El torso de Miguel estaba ciertamente deformado por las quemaduras que sufrió cuando niño, y en sus rasgos no había nada que lo hiciera destacar como un hombre atractivo; quizá sus ojos altaneramente verdes, sin embargo poseía un extraño encanto, una facilidad insólita para encamarse con cuanta lolita santiaguina osaba aparecer por L***, y la prima de Carlos no fue la excepción. Tardó tres días en tomar lo que su amigo deseó por años. La hizo suya bajo los sauces que crecen junto al río, escondidos tras las espinas de un matorral, a la hora en que todos lo bañistas ya se han ido y el sol mengua tras los cerros del Oeste. Esa fue la primera vez. La segunda fue en su cuarto, mientras sus padres trabajaban en la cosecha de manzanas. La clavó una tarde entera; contra el muro; contra el piso; como perros; ella arriba; saliva/pubis; boquita/olor. Luego, amablemente la fue a dejar hasta la casa de su amigo, se despidieron con un beso en la cara.
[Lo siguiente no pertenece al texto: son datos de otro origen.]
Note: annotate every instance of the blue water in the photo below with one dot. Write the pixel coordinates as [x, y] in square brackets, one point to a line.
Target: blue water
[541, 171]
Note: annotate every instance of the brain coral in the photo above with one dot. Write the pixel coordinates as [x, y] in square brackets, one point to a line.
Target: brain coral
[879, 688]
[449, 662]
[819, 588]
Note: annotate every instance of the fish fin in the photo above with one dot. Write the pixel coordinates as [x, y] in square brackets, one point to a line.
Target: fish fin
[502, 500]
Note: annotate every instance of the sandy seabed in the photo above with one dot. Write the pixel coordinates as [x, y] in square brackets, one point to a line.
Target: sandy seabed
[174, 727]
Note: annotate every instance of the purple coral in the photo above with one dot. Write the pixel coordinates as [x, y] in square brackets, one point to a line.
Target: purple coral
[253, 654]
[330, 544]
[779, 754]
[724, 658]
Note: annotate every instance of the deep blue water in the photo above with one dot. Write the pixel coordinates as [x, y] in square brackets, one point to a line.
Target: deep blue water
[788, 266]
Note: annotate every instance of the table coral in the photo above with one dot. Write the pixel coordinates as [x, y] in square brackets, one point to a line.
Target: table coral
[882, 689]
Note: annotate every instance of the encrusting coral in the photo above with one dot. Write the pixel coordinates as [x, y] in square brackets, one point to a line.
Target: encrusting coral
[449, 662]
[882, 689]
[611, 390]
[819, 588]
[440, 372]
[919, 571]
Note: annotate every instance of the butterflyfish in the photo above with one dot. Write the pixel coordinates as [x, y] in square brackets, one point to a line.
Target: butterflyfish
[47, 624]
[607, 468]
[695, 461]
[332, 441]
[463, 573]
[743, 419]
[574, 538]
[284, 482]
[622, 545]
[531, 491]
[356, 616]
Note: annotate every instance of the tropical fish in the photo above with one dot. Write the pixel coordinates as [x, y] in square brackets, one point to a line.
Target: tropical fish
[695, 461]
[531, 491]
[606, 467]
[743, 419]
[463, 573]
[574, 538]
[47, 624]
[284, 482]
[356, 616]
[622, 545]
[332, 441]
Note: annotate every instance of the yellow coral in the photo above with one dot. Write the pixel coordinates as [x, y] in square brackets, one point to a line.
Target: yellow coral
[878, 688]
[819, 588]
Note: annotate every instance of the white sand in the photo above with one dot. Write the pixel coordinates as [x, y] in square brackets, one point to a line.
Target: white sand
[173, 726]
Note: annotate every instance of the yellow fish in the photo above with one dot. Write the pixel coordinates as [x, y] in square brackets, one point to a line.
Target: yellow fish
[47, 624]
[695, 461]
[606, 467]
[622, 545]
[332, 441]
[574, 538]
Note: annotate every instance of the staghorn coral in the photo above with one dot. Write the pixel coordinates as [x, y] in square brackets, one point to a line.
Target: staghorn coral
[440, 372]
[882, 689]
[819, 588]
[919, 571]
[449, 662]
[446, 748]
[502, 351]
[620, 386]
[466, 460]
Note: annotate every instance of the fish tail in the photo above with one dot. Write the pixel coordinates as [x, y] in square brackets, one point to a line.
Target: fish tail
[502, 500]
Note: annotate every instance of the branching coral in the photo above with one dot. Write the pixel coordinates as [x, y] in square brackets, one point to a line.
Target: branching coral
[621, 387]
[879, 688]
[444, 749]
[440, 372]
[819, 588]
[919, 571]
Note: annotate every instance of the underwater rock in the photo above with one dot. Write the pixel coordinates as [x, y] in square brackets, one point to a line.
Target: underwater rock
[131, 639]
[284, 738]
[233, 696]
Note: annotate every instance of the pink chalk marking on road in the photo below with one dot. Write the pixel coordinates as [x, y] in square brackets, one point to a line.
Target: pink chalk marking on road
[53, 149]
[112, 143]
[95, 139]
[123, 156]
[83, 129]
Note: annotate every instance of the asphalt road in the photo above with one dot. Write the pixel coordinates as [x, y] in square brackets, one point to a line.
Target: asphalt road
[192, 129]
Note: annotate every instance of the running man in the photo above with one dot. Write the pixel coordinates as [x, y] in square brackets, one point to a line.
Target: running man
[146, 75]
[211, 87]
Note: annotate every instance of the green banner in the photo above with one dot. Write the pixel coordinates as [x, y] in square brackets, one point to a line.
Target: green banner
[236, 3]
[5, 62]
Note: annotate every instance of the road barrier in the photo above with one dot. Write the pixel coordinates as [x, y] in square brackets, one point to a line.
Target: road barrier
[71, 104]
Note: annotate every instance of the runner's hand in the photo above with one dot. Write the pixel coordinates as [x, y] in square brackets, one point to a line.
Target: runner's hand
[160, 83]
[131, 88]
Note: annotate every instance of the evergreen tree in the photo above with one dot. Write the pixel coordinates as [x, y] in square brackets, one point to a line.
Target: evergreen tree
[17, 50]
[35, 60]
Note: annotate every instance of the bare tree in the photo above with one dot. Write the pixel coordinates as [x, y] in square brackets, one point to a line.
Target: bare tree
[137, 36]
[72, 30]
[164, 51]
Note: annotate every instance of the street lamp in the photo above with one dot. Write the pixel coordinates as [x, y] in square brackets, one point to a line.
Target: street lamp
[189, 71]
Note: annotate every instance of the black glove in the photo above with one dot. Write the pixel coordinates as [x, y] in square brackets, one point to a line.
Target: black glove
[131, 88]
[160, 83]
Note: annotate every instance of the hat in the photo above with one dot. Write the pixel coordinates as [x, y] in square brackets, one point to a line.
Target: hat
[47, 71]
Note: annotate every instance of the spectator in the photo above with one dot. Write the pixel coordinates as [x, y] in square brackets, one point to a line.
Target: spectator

La tercera y última, cuatro días después, fue en la casa de Carlos, en la pieza de Carlos, en el colchón de una plaza, entre los tabiques de cholguán y la ropa sucia del primo huaso. Carlos los espió a través del mismo orificio con el que miraba a su hermana cuando se acostaba con Jonny, su primo. Pero esta vez no hubo reacción, Carlos se quedó viéndolos boquiabierto, sin poder quitar la mirada, revolcándose, en su mente, con los dos; penetrándola a ella, sintiendo el roce de la piel de Miguel. La escena duró hasta que llegó la abuela buscando calcetines que lavar. Entró a la pieza, los vio, tomó al Miguel de las mechas y con una fuerza insólita lo arrojó fuera, desnudo, erecto; como un perro en leva, al que acaban de corretear. Carlos estaba seguro de que su abuela nunca hablaría de aquello, y nunca lo hizo. Lo cierto es que al verano siguiente su prima no volvió.